As the 2011 comes to an end and we prepare to usher in 2012, here is our list of top 5 predictions for the coming year in the country’s vibrant ICT sector:
- Essar Telecom Kenya’s YU will continue to lose subscribers: despite having the cheapest calling rates in the country, YU will continue to lose subscribers. Just as the statistics released in October 2011 by telecoms industry regulator, the Communications Commission of Kenya (CCK), indicated that YU lost 1,554 of its subscribers between March and June 2011 to Safaricom and Telkom Kenya’s Orange, this trend is expected to continue in 2012. In June 2011, YU had a higher market share of 7.4 per cent compared to Orange Kenya’s 2.7 per cent but this reduced to 6.3 per cent as of June 2011. What should worry the firm is that users are leaving the network in spite of the fact that its on-net calls are free while cross-network calls are charged Ksh 3 per minute. There are also rumours that Essar Telecom’s Kenya operations could be acquired by South Africa’s MTN Group.
- Bob Collymore’s second year at Safaricom to be marked by even less product and service innovations: Since taking over from Michael Joseph in November 2010 as chief executive, Safaricom has had very little to show in terms of product and service innovations and launches, the only notable exception being the Safaricom Cloud service launched in November this year. Collymore has been more visible in pushing the firm’s corporate social responsibility (CSR), most notable being during the “Kenyans for Kenya” campaign where he played a key role in the drive to raise funds for starving Kenyans in northern part of the country. May be it has something to do with the fact that Collymore was previously Vodacom Group’s chief officer for corporate affairs responsible for the Group’s corporate communication, ethics and compliance, legal, external relationships and Corporate Social Responsibility (CSR). Quite a mouthful in terms of job title…
- Michael Joseph to be brought back to Safaricom to head M-Pesa: Due to the frequent service outages that have come to plague the M-Pesa platform recently and drawing from his long association with the network and money transfer service having launched it in early 2007, Michael Joseph is set to come to Kenya and help address some of the challenges facing the service. Joseph, currently Vodafone’s director of mobile payments charged with responsibility to drive M-Pesa in India as well as Vodafone’s African markets such as Mozambique, Ghana and Egypt, is reportedly set to come back to Kenya after the M-Pesa infrastructure including servers are moved to Kenya from Europe where it sits.
- Fake devices and unregistered SIMs won’t be disconnected by networks: Kenya’s telecoms industry regulator, the Communications Commission of Kenya (CCK) is unlikely to order the country’s four mobile phone service providers to disconnect fake devices on their networks. This prediction is based on the recent decision by the CCK to extend the deadline from the earlier date of December 31 2011 to April 2012, a four-month extension. Unregistered SIMs cards are even more unlikely to be disconnected as even network operators seem to be silently opposed to the move ever since the debate about the issue began over 2 years ago in Kenya.

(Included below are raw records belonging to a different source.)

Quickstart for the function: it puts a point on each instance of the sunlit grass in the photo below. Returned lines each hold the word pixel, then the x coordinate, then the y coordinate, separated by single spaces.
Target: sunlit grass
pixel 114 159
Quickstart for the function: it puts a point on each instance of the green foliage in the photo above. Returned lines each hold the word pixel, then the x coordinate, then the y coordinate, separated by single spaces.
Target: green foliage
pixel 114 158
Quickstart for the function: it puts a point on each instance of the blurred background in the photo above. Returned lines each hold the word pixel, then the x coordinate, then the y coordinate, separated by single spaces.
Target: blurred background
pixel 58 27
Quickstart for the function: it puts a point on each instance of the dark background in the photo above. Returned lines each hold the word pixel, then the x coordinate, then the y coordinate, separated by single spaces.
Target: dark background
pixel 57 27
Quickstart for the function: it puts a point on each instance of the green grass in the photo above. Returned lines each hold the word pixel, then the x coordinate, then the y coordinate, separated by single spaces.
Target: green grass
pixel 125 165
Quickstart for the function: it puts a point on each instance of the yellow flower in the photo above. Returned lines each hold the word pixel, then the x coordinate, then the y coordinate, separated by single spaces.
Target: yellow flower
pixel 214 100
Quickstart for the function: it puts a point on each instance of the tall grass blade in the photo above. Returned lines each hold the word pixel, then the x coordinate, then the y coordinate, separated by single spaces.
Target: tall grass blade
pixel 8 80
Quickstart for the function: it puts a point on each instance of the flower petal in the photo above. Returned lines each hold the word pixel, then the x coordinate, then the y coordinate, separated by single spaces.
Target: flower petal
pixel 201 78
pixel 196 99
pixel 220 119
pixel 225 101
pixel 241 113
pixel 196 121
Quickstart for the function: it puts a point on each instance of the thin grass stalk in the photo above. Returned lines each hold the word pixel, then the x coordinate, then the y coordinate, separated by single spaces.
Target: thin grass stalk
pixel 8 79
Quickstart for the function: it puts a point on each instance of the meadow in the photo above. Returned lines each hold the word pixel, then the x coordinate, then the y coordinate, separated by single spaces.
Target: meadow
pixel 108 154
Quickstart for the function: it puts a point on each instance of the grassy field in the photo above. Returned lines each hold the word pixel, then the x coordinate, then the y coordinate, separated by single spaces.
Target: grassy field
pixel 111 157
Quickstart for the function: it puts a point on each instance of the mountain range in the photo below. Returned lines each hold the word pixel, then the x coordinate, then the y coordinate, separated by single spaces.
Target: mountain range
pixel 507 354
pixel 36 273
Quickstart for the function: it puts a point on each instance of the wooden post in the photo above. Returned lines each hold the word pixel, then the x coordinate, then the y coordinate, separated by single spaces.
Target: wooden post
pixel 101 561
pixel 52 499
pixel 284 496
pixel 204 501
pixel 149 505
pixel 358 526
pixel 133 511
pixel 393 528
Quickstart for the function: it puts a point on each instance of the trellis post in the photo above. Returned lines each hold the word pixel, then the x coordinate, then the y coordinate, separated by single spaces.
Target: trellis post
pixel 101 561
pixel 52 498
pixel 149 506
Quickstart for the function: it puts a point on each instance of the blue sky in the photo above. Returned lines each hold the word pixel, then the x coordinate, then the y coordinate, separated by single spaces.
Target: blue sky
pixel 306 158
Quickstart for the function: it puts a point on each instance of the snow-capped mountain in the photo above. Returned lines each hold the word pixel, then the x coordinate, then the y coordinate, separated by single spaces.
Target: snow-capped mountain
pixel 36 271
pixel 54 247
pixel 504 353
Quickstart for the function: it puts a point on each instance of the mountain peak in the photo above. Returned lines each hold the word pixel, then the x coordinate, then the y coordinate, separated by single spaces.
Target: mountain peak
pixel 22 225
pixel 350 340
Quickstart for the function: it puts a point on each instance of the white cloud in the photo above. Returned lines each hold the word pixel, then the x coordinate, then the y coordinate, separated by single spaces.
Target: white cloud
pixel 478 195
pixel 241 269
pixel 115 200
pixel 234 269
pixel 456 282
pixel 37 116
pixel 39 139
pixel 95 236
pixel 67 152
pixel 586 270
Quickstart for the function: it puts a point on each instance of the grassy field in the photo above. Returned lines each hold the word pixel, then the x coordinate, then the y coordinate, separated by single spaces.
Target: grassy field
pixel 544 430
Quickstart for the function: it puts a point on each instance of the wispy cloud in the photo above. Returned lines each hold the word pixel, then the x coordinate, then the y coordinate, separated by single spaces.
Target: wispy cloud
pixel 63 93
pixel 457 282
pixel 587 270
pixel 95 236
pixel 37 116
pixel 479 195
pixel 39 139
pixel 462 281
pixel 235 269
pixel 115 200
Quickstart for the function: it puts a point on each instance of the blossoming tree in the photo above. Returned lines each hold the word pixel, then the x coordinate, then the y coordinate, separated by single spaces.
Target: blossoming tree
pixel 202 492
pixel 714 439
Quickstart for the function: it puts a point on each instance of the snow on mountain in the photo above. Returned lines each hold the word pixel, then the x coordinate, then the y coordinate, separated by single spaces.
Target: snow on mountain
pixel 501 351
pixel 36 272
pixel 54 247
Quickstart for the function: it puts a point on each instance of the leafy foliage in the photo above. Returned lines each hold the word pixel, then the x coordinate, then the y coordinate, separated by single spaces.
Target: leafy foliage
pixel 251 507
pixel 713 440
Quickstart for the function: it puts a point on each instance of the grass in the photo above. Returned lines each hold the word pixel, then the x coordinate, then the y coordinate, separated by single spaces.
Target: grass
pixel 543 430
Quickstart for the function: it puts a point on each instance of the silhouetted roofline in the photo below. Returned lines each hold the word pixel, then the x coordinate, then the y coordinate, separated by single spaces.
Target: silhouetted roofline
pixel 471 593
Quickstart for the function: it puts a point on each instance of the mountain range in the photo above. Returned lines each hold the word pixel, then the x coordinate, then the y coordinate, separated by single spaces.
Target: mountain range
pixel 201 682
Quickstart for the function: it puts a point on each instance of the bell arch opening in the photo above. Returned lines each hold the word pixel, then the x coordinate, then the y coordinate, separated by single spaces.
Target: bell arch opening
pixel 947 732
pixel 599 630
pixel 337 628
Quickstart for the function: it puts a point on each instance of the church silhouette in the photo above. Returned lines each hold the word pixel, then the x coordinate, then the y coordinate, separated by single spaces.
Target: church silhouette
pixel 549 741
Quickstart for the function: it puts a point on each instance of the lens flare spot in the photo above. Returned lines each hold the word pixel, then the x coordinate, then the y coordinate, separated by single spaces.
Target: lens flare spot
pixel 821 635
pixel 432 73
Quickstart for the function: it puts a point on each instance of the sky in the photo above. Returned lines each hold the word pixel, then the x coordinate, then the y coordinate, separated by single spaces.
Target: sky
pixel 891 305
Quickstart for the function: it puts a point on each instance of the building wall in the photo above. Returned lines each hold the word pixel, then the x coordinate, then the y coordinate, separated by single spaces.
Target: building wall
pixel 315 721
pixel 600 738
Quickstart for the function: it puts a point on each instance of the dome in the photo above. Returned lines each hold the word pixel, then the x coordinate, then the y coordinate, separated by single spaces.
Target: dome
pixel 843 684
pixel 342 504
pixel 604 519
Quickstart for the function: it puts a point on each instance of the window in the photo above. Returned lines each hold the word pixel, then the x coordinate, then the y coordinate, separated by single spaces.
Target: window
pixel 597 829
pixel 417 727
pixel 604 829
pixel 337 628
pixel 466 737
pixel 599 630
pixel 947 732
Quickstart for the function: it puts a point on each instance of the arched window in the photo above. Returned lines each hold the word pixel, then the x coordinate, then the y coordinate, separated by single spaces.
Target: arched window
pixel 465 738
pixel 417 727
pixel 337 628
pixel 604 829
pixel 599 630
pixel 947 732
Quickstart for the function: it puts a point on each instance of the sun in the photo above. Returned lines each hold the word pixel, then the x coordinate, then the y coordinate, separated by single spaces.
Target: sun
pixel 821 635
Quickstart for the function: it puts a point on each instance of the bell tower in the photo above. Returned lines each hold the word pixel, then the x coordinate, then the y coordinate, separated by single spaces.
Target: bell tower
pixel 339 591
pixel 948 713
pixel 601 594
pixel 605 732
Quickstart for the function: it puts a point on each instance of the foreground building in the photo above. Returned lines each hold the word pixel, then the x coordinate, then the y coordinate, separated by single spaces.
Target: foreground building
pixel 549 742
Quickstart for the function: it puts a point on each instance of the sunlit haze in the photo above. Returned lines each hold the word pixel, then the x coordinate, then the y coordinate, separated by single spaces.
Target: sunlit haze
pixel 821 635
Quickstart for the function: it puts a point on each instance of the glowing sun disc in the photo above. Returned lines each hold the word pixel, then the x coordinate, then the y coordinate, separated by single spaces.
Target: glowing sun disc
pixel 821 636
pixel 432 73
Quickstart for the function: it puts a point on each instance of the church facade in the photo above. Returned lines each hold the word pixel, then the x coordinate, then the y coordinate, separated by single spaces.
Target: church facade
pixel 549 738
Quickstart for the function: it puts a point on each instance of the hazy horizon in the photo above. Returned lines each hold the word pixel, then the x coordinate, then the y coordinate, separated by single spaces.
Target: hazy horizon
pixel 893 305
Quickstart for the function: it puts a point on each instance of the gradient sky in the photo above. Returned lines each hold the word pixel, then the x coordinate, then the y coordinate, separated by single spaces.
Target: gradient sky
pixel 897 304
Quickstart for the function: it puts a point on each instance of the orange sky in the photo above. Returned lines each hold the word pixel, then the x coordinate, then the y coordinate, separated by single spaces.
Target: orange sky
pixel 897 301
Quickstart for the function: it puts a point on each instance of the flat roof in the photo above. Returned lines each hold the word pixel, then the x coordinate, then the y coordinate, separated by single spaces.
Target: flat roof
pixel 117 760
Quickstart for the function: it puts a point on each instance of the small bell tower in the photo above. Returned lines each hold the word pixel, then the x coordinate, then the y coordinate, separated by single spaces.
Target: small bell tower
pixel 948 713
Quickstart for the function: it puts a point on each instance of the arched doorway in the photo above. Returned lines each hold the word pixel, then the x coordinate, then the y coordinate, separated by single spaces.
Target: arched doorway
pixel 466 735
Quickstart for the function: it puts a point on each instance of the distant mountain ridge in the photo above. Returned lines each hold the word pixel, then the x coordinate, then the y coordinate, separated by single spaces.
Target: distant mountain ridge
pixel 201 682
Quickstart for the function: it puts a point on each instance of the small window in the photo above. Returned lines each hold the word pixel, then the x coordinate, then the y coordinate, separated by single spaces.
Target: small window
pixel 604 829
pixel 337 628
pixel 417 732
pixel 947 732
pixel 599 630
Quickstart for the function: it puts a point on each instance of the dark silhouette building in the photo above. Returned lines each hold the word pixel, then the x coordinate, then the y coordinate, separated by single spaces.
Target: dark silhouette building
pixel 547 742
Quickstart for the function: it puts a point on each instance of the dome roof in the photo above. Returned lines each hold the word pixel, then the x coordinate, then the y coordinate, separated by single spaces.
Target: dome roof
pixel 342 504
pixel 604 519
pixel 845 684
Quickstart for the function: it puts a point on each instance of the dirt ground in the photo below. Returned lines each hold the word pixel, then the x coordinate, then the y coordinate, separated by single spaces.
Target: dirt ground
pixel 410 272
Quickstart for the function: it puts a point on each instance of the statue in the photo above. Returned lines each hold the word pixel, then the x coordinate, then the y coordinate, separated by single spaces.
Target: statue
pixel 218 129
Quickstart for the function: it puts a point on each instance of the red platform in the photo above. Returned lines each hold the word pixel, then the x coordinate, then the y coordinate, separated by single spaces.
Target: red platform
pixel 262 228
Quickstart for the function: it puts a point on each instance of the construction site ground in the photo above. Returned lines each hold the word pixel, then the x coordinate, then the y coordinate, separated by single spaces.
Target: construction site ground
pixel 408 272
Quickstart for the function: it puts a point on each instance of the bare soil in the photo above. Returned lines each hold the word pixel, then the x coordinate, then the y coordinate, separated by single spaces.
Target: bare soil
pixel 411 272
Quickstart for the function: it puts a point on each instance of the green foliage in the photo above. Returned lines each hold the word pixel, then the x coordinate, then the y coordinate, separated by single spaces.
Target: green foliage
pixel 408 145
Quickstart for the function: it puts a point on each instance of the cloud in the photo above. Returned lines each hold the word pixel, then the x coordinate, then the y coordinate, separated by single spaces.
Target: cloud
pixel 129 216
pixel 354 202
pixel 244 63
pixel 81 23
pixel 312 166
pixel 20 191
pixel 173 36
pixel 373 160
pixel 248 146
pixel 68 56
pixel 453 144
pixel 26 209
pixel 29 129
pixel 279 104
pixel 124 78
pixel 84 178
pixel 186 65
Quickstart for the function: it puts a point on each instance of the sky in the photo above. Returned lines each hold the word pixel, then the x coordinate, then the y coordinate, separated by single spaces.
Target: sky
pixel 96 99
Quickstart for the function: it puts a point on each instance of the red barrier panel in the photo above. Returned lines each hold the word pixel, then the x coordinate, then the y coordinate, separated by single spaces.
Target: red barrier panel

- Nokia’s visibility in Kenya in terms of new products and media engagement will continue to reduce: In the face of its continued loss of market share globally to other emerging mobile device brands followed by the recent announcement that it would close the Kenya office, Nokia’s local visibility is set to further plummet. The situation is further aggravated by the fact that the firm has lost two of its visible and approachable faces in Kenya, that is Dorothy Ooko (who used to handle regional communications) and Kenneth Oyolla who is serving on notice till the end of 2011 as Nokia’s head in eastern and southern Africa.